We watched the new episode of The Vow last night, and it’s getting more and more chilling the deeper into the series we go; I’m glad it’s currently not binge-able, because watching one episode per week makes it more easily digestible. They are doing a most excellent job as well of showing how attractive NXIVM was; a lot of the things they talk about, when it comes to taking responsibility for yourself and changing your mentality and behavior to become more successful, sounds like practical advice you can apply to improve your life–but there’s certainly a dark side to the whole thing. Last night’s episode, which brought up the branding and master/slave “sorority” within the organization, was positively chilling.

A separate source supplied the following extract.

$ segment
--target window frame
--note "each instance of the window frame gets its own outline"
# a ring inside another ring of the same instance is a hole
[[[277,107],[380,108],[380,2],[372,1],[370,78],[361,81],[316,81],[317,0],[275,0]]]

We also started watching the new Ridley Scott series for HBO MAX, Raised by Wolves, which is extraordinary. We watched all three episodes that were made available immediately, and it’s quite an accomplishment; it looks very expensive, with no expense spared on production design and special effects. The story itself is also interesting, if a bit hard to understand to begin with; it’s set in 2145, and Earth has been ravaged to the point of becoming unlivable because of a religious war, between Mithraic religion (worship of the sun) and atheists. Since Earth was becoming uninhabitable, both sides launched space ships to another Earth-like planet to save humanity; and it gets a lot more complicated from there. It’s a very high-concept show, and I am curious to see how it all plays out going forward. If you’re a science fiction fan, I’d recommend it; I don’t know if people who generally don’t watch sci-fi would like it as much–I could be wrong. I would have never guessed, for example, that Game of Thrones would have become the cultural phenomenon that it was.

And I still haven’t decided what short stories to focus on writing, although I am leaning towards “After the Party”, “The Flagellants”, “Waking the Saints”, “Please Die Soon,” and “He Didn’t Kill Her.”

And on that note, tis back into the spice mines with me.